Internationl Energy Agency (IEA) によると、エネルギー安全保障とはエネルギー資源を合理的な価格で継続的に入手するための保障。エネルギー安全保障は考慮する期間によって重点が異なってくる。長期的な安全保障は将来の安定的なエネルギー供給に向けての対策であり、再生可能エネルギー設備への投資は最たる例である。一方、短期的な安全保障は突然の需要と供給のアンバランスに早急に対応ができるかという点に重きが置かれる。

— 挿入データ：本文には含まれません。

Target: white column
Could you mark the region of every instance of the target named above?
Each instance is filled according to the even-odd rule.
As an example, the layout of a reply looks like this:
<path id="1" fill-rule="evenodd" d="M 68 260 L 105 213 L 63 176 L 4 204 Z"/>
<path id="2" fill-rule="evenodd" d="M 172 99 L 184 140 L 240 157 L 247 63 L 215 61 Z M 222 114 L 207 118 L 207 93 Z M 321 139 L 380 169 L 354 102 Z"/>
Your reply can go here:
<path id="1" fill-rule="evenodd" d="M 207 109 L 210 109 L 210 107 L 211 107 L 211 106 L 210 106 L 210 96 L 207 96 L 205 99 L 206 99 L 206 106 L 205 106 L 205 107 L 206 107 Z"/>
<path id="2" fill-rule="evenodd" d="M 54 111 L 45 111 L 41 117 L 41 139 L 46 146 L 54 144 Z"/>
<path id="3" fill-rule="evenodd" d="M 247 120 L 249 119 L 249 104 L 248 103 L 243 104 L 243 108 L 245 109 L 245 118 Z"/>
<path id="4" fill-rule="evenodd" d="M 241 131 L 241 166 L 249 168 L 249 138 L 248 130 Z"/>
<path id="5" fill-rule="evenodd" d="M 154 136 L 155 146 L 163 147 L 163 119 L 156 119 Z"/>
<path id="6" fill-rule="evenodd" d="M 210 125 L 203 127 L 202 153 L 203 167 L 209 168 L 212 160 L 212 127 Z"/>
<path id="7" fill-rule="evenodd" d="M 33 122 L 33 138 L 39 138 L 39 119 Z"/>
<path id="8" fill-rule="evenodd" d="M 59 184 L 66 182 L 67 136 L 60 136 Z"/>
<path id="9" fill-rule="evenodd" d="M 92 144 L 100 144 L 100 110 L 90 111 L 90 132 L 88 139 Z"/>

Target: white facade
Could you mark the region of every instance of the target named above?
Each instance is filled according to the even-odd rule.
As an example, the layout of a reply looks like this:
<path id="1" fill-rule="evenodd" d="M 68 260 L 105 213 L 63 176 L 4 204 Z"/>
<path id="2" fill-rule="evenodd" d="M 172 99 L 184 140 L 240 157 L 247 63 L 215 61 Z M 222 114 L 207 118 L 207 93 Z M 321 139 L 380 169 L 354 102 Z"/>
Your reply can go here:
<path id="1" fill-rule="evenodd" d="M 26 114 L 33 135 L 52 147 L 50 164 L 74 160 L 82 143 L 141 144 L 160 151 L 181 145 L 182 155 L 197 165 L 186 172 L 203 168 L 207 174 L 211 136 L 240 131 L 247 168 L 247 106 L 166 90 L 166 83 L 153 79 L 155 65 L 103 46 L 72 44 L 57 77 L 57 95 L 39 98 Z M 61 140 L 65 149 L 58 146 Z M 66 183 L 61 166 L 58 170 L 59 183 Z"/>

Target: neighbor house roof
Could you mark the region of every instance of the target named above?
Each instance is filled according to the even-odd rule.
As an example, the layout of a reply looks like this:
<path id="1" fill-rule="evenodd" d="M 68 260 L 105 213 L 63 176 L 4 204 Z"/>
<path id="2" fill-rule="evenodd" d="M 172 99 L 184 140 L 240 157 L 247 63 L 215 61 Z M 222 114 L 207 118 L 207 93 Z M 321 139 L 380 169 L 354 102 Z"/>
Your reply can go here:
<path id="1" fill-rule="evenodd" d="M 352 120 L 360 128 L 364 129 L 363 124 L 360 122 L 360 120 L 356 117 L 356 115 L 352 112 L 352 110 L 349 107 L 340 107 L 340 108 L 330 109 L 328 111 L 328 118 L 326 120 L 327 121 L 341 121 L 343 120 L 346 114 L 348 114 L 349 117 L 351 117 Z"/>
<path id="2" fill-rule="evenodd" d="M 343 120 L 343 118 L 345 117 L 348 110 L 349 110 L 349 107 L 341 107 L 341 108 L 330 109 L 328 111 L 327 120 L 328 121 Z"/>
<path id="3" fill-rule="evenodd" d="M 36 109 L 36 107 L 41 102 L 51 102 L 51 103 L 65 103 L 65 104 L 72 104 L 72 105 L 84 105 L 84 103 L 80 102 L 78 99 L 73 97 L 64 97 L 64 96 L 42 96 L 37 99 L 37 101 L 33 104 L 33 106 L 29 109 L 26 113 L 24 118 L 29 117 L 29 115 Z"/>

オーストラリアは、40年以上にわたって重大な燃料供給不足を経験していませんでしたが、気候危機対策に向けた脱炭素やウクライナ情勢によって、エネルギー安全保障の議論が過熱しています。
歴史的に、オーストラリアにおけるエネルギー安全保障は純粋に石油供給に関するものが主なトピックでした。前回の記事にもある通り石炭やガスにおいては世界有数の輸出国ですが、現在液体燃料の約90%を輸入しています。

▼課題

①石油の輸入依存、および石油の備蓄量が少ない

  • 主に移動手段やインフラに使われる石油を輸入に頼るということは、非常に危険な状態であることを訴えるニュースを見ることが多く、そのほかの自給率が良いと議論がそこに集中することは合点がいきます。

  • 主にマレーシア、シンガポール、韓国、中国から輸入をしている。IEAのガイドラインでオーストラリアに求められている備蓄量を、コロナ禍での需要増や昨今の情勢によって下回る状況に陥っているという報道もあり。

②サイバーセキュリティ問題

  • エネルギー安全保障とセットで登場する言葉に、サイバーセキュリティがあります。西洋主要国の間では、エネルギーや水供給といったインフラシステムへのサイバー攻撃が確認されています。2021年にアメリカ石油パイプラインで起きた攻撃に加え、インフラへの攻撃は件数が増えている傾向。オーストラリア政府Department of Industry, Science, Energy and ResourcesのHPでも、エネルギー安全保障の1番に出てくる項目は、Australian Energy Sector Cyber Security Frameworkです。

③エネルギー安全保障の管理が、市場に委ねられている (最重要課題)

  • 他の国々と異なり、オーストラリアはエネルギー供給のほとんどを民間企業が担っています。経済的な視点でみれば、エネルギー資源を有効的に活用するという点で市場に委ねることは合理的ですし、エネルギー産業で国が豊かになってきました。しかし、市場に問題が発生したときに、政府ができることが限られている点が問題だと指摘されています。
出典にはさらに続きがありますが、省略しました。